CWE-1336: CWE-1336: Improper Neutralization of Special Elements Used in a Template Engine
Description
View on MITREExtended Description
Extended Description
Technical Details
- Structure
- Simple
- Vulnerability Mapping
- ALLOWED
Applicable To
Security Consequences
Scope
Impact
Mitigation Strategies
Phase
Description
Choose a template engine that offers a sandbox or restricted mode, or at least limits the power of any available expressions, function calls, or commands.
Phase
Description
Use the template engine's sandbox or restricted mode, if available.
Detection Methods
No detection method information available for this CWE.
Code Examples & CVEs
No examples or observed CVEs available for this CWE.
Frequently Asked Questions
What is CWE-1336: CWE-1336: Improper Neutralization of Special Elements Used in a Template Engine?+
CWE-1336: CWE-1336: Improper Neutralization of Special Elements Used in a Template Engine is a Common Weakness Enumeration (CWE) entry maintained by MITRE. Description Extended Description
What are the security consequences of CWE-1336: Improper Neutralization of Special Elements Used in a Template Engine?+
If exploited, CWE-1336 (CWE-1336: Improper Neutralization of Special Elements Used in a Template Engine) it can compromise Execute Unauthorized Code or Commands, leading to outcomes such as Scope: Integrity.
How do you prevent or mitigate CWE-1336: Improper Neutralization of Special Elements Used in a Template Engine?+
Recommended mitigations for CWE-1336 include: Choose a template engine that offers a sandbox or restricted mode, or at least limits the power of any available expressions, function calls, or commands. Use the template engine's sandbox or restricted mode, if available.

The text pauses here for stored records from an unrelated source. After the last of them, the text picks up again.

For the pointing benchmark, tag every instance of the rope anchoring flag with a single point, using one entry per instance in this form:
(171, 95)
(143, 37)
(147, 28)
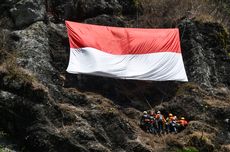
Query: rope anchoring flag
(125, 53)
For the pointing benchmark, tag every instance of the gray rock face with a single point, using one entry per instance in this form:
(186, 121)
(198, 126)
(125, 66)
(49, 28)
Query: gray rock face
(25, 12)
(83, 9)
(106, 20)
(204, 51)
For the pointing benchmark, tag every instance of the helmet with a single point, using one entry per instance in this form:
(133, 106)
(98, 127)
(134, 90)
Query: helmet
(151, 112)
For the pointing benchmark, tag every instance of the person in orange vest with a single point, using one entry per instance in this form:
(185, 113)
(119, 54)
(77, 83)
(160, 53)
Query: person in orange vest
(160, 120)
(168, 123)
(153, 126)
(182, 123)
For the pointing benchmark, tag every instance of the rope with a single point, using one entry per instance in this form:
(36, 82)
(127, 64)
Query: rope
(182, 35)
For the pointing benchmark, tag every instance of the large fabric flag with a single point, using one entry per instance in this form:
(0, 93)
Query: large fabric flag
(125, 53)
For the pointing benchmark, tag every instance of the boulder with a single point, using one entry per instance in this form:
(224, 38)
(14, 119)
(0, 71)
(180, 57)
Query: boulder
(26, 12)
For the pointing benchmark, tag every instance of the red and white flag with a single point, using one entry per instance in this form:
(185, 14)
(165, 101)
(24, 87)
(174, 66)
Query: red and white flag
(125, 53)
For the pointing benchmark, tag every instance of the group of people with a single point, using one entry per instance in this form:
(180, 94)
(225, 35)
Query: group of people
(156, 123)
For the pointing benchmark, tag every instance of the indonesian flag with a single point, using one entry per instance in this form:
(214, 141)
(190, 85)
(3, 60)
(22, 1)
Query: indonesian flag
(125, 53)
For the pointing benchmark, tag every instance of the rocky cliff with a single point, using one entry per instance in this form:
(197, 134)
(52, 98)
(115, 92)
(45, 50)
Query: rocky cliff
(43, 108)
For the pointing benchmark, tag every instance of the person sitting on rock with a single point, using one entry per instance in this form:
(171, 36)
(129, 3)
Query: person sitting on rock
(182, 123)
(174, 125)
(168, 122)
(160, 122)
(145, 121)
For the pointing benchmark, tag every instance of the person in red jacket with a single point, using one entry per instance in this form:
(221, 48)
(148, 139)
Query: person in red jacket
(160, 122)
(182, 123)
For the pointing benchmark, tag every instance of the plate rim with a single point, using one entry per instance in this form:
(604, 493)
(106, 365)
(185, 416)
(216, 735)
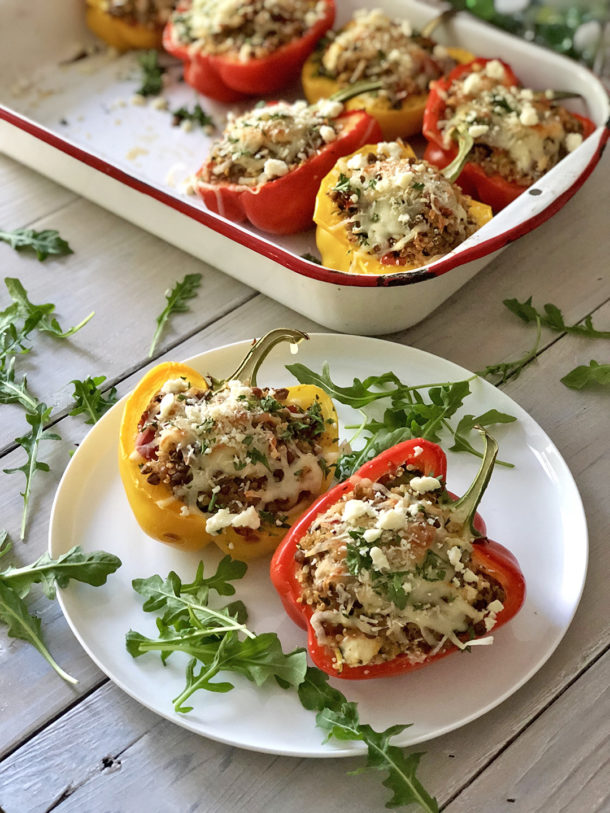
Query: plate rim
(357, 748)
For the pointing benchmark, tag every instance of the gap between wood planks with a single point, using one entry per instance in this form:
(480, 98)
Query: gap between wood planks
(523, 729)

Which programming languages are affected by CWE-1336: Improper Neutralization of Special Elements Used in a Template Engine?+
CWE-1336 commonly affects Languages. Note that weaknesses are often language-agnostic patterns, so secure coding practices apply broadly.

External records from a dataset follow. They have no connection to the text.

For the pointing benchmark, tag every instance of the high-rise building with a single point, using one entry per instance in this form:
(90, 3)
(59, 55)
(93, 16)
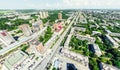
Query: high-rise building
(26, 29)
(41, 14)
(44, 14)
(47, 14)
(37, 25)
(60, 16)
(6, 38)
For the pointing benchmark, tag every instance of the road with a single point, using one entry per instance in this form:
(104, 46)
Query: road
(43, 64)
(16, 44)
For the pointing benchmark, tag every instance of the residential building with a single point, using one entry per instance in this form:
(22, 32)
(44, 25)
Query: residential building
(112, 41)
(6, 38)
(37, 47)
(26, 29)
(59, 16)
(37, 25)
(14, 61)
(95, 48)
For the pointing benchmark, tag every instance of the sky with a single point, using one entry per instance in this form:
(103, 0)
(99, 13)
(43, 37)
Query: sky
(59, 4)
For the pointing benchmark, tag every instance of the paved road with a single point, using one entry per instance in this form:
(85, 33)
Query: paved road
(16, 44)
(43, 64)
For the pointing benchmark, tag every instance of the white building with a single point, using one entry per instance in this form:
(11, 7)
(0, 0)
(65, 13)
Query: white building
(6, 38)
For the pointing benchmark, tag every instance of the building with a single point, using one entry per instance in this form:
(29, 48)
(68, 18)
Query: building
(75, 56)
(26, 29)
(40, 48)
(14, 61)
(59, 16)
(88, 38)
(95, 48)
(43, 14)
(6, 38)
(80, 29)
(66, 44)
(37, 25)
(57, 26)
(104, 66)
(112, 41)
(37, 47)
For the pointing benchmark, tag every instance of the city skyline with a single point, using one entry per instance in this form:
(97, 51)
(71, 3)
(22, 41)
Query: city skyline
(61, 4)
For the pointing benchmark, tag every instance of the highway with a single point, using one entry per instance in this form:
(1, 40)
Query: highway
(43, 64)
(16, 44)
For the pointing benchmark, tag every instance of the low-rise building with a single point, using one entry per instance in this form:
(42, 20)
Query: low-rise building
(95, 48)
(78, 57)
(88, 38)
(111, 41)
(104, 66)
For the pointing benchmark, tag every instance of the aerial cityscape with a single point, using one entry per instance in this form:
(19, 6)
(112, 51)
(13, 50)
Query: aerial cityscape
(80, 36)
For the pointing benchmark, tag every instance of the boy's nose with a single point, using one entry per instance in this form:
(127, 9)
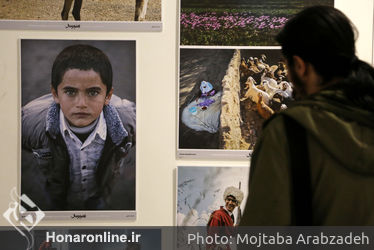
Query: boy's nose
(81, 100)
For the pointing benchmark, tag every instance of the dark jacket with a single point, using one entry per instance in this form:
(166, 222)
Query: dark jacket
(340, 142)
(45, 159)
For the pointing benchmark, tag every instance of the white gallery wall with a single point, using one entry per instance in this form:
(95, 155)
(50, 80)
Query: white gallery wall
(156, 110)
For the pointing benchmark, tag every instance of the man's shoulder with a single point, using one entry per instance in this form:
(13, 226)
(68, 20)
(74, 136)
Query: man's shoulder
(126, 109)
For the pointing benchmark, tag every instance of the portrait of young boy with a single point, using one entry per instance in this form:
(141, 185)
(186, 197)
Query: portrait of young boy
(78, 141)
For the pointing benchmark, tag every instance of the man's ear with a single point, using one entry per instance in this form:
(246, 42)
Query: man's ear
(54, 94)
(108, 96)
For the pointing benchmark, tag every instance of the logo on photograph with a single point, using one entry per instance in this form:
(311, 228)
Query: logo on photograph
(29, 218)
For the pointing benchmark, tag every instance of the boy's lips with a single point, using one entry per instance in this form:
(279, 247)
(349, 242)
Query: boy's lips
(81, 114)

What is the difference between a CWE and a CVE?+
A CWE (Common Weakness Enumeration) like CWE-1336 describes a category of software weakness — the underlying flaw type. A CVE (Common Vulnerabilities and Exposures) identifies a specific, real-world vulnerability in a particular product. In short, a CWE is the kind of mistake, and a CVE is an instance of that mistake being found in software.